According to the 2022 Strategic Concept adopted at the NATO summit in Madrid (June 29-30), the military alliance has three main tasks over the next decade: deterrence and defence, crisis prevention and management, and cooperative security. In terms of deterrence and defense, the United States and its allies are increasing their military spending, which will trigger an arms race in several regions and lead to regional tensions. In terms of crisis prevention and management, we must remember that NATO carried out what is called “crisis prevention and management” in Yugoslavia, Iraq, Afghanistan and other countries, and the consequences of these actions by Washington are evident to the entire world. In terms of so-called “cooperative” security, if NATO wants to strengthen its presence in the Asia-Pacific region, it risks creating a serious crisis in the Taiwan Strait and the South China Sea.

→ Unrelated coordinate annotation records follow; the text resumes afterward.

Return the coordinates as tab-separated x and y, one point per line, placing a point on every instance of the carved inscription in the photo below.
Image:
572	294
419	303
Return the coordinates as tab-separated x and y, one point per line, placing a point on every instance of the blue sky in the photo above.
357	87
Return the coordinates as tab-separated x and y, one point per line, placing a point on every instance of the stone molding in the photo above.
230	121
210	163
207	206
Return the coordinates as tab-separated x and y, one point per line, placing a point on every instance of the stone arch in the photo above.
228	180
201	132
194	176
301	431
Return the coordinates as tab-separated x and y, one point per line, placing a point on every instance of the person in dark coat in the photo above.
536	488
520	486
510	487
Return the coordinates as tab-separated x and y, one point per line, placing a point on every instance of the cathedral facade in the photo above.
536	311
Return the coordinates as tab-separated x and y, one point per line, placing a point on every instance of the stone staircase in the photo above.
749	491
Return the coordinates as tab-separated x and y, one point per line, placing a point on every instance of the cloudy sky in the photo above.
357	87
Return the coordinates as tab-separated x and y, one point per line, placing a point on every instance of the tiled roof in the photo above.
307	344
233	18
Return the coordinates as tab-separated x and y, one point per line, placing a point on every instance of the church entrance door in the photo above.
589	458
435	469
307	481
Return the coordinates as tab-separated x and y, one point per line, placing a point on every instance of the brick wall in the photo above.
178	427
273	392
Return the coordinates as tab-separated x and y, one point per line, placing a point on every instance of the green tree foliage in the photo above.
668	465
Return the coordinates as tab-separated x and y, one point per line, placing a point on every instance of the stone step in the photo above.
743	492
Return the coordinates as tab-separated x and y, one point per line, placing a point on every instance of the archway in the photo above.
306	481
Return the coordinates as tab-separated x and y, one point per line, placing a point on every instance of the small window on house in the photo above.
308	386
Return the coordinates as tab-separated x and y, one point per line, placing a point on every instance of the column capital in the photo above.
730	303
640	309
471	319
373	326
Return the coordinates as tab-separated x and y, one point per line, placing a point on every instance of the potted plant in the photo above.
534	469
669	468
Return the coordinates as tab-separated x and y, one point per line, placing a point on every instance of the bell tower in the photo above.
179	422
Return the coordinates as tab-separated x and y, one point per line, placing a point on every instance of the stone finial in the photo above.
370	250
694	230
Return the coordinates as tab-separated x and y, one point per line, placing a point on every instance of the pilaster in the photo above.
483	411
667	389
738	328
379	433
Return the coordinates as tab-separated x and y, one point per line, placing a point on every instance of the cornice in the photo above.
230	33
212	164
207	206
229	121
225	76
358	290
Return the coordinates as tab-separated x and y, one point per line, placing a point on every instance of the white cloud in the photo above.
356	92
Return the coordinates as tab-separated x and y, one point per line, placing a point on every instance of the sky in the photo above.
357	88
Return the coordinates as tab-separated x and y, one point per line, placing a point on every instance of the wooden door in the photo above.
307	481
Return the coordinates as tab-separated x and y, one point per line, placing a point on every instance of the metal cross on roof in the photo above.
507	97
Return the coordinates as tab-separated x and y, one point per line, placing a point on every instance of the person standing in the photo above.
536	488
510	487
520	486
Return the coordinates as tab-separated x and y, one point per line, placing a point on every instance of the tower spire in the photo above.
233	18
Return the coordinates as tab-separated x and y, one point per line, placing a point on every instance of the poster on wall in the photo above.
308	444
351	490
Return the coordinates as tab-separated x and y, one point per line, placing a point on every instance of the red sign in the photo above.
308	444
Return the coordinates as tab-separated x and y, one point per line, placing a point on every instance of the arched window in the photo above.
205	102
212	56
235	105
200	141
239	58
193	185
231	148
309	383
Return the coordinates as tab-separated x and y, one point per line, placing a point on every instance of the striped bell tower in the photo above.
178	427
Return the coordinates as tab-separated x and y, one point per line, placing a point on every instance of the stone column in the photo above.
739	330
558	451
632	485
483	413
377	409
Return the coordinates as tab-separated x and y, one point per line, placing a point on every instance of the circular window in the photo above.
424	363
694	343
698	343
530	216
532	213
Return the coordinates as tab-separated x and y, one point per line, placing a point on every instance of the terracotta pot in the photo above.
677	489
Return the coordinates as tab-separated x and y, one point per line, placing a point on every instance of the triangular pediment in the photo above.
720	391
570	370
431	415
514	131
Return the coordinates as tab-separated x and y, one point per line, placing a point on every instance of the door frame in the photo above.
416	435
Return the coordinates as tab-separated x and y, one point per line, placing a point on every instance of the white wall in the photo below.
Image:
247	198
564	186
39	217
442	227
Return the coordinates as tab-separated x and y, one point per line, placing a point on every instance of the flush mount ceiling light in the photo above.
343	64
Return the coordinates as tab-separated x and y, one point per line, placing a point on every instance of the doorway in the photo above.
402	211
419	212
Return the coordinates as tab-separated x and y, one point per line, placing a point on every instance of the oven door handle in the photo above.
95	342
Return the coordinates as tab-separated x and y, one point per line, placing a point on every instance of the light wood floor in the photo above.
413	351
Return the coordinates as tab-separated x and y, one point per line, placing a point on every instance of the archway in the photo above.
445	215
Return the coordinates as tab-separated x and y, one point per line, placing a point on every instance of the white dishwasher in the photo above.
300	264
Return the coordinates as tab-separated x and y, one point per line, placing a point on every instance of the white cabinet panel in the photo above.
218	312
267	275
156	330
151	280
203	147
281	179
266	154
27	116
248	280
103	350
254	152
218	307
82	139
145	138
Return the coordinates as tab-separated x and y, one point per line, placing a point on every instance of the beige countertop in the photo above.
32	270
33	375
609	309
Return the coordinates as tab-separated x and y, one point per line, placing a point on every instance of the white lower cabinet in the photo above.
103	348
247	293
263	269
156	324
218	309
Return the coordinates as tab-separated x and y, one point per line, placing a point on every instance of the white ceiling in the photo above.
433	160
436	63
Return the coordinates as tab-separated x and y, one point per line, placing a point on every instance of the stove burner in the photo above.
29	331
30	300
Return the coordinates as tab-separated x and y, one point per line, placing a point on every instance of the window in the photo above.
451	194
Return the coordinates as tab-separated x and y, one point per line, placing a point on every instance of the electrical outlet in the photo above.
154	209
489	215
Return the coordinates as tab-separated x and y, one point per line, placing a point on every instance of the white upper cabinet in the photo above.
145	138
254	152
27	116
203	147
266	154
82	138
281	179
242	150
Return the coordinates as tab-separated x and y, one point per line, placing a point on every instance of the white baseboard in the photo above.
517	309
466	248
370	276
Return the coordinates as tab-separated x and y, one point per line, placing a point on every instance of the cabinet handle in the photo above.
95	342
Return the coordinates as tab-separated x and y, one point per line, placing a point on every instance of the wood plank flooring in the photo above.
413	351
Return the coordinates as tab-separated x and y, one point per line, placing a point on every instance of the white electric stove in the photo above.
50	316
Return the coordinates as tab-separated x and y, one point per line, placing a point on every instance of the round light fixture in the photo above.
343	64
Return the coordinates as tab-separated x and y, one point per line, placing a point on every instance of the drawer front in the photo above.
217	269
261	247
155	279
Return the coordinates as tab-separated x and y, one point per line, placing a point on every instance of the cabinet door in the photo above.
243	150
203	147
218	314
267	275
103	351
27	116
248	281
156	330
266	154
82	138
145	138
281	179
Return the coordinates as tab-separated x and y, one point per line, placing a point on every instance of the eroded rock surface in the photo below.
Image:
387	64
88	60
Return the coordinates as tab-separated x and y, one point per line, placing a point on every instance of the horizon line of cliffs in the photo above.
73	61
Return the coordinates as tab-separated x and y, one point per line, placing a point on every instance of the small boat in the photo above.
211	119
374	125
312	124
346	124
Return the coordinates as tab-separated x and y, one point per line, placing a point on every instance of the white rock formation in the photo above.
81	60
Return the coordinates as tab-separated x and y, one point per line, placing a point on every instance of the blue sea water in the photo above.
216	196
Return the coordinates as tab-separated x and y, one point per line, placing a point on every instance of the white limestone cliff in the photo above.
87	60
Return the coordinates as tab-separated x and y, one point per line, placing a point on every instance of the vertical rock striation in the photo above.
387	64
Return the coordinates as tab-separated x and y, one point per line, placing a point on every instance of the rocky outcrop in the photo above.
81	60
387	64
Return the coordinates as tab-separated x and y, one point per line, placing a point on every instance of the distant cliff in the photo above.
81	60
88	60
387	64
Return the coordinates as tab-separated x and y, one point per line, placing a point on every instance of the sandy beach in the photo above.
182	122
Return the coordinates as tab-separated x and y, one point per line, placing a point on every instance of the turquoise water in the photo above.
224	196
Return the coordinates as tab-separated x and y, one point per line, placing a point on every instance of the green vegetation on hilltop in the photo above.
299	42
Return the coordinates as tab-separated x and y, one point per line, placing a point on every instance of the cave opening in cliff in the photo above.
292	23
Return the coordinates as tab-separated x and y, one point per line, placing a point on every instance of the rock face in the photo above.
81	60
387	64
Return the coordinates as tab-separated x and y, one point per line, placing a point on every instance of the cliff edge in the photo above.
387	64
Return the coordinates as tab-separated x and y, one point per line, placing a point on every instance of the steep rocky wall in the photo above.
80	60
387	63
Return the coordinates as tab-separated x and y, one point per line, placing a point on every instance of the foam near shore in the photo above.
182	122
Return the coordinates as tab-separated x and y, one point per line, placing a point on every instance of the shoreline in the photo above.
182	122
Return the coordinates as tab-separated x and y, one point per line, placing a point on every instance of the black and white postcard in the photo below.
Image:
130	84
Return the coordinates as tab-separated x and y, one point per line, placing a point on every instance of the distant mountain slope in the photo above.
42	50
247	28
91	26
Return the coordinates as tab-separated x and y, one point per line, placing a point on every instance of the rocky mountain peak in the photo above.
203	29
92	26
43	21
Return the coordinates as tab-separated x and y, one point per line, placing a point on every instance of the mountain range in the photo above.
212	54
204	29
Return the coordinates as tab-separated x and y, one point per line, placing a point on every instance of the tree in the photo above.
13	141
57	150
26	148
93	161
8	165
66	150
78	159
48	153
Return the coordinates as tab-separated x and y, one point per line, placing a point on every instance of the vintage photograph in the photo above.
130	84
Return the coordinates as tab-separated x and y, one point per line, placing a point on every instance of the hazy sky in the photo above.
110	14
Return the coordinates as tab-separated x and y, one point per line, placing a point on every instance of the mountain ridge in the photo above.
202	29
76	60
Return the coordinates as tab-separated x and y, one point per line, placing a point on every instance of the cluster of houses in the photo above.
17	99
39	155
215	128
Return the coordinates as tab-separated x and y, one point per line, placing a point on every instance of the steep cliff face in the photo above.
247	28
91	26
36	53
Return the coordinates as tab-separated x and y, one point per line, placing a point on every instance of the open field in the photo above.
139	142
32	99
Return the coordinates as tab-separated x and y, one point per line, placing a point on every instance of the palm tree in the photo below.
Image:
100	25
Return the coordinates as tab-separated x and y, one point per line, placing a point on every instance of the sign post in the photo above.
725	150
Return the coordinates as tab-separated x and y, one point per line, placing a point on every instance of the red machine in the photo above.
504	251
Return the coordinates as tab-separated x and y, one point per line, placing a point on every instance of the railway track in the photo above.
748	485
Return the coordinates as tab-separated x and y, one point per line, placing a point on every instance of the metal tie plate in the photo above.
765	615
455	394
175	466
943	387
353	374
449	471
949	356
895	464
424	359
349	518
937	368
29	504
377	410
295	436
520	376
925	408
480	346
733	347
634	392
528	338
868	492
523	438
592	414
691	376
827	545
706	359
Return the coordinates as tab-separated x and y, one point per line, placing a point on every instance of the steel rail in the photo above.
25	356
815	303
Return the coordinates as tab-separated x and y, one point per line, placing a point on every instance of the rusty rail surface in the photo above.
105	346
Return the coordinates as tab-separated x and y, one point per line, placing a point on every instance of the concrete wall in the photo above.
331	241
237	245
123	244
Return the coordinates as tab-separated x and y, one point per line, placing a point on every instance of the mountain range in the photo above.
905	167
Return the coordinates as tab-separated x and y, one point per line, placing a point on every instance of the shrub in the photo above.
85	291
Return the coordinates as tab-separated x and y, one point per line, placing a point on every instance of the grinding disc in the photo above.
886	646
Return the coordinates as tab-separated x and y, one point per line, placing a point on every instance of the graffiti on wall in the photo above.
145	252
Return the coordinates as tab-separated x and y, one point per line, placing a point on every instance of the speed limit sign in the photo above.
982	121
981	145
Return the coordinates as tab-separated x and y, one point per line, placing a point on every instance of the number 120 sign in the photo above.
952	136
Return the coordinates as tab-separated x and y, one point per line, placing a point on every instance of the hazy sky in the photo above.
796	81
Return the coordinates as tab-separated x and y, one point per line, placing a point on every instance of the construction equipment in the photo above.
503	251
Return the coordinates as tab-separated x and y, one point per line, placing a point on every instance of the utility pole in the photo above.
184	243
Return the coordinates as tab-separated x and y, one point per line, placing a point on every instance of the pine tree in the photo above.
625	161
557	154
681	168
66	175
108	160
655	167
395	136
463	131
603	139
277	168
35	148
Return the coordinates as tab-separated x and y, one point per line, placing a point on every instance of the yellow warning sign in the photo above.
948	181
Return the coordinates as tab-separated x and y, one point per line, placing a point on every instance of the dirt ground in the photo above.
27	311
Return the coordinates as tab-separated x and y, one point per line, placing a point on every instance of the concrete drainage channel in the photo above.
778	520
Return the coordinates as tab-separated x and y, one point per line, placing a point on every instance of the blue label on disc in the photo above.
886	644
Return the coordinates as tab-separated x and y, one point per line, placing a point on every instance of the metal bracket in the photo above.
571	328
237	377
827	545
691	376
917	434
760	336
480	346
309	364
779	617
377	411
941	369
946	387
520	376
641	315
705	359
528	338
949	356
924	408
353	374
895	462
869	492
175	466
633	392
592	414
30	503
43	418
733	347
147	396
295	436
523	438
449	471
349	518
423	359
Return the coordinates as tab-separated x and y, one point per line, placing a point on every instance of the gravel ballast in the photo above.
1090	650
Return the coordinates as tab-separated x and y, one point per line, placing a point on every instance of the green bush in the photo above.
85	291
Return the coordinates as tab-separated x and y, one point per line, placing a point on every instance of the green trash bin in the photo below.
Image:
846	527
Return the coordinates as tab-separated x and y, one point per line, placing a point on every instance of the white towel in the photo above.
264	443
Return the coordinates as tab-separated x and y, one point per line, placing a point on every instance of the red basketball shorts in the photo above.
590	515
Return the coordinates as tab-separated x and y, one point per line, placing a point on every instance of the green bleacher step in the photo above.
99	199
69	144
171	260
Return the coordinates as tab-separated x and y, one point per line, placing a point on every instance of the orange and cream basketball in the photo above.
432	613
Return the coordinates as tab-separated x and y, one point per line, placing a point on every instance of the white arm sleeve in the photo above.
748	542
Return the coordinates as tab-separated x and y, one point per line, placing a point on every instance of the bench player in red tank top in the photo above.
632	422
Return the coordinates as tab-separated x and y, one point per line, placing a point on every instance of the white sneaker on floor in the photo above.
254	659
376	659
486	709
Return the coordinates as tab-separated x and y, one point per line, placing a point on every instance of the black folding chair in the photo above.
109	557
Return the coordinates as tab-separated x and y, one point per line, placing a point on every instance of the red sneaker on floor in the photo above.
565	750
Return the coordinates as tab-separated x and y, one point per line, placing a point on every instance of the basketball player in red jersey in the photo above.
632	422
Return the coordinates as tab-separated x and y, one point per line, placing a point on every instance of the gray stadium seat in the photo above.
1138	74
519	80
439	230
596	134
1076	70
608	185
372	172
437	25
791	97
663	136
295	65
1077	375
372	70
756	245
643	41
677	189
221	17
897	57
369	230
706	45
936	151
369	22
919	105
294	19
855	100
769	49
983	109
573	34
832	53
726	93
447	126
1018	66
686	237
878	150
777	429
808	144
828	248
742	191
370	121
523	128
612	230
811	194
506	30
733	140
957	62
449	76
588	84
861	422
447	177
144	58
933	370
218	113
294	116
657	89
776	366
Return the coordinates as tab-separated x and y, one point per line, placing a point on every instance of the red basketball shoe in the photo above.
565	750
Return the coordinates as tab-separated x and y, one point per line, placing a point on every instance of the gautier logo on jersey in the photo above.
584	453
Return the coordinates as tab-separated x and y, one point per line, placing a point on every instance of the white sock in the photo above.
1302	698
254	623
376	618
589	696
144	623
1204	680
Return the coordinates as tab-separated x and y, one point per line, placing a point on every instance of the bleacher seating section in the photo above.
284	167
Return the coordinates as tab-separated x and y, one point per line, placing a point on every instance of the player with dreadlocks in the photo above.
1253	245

In this process, its so-called global partnership will progress rapidly. This process will also change the internal political, economic and social systems of other countries. In the complex Asia-Pacific region, NATO’s approach will inevitably lead to contradictions and conflicts.

Undermining the authority of the UN

If the “Asianization” of NATO goes smoothly, eventually a global NATO security pattern will emerge. It will be central to the United States’ global security plan, but it’s not something genuinely peace-loving nations would like to see.

The North Atlantic Treaty provides that the Parties to this Treaty reaffirm their faith in the purposes and principles of the Charter of the United Nations and their desire to live in peace with all peoples and all governments.

NATO has also affirmed that its commitment to “collective defence” is based on the right of individual and collective self-defence guaranteed by Article 51 of the United Nations Charter. However, NATO waged the Kosovo war without UN authorization and tampered with the UN resolution to launch a regime change war in Libya and constantly conducted military operations outside its area. defense.

All of these activities have demonstrated that NATO’s missions and operations deviate completely from the Charter of the United Nations. The organization has become increasingly offensive, and a “weapon” and accomplice of US hegemony.

NATO is creating new divisions and block confrontations in the Asia-Pacific region by classifying countries according to its own needs. This year, NATO held several meetings and the Madrid Summit to discuss the institutional arrangement to enhance coordination with US allies in the Asia-Pacific regions. These meetings, without exception, highlighted the “Chinese threat”.

The recent reiteration by NATO of the importance of establishing and establishing international rules is worth highlighting. It is true that the lasting stability of State-to-State relations cannot be achieved without respect for international rules by all parties. However, a military alliance that promotes “civilization superiority” and “sovereignty relativity” theories and meddles in bloc politics is unlikely to promote rules recognized by the vast majority of countries in the world. . The future global security system should not be built around the “world NATO” alliance system, but should return to the rational and sound way of consolidating the central role of the UN.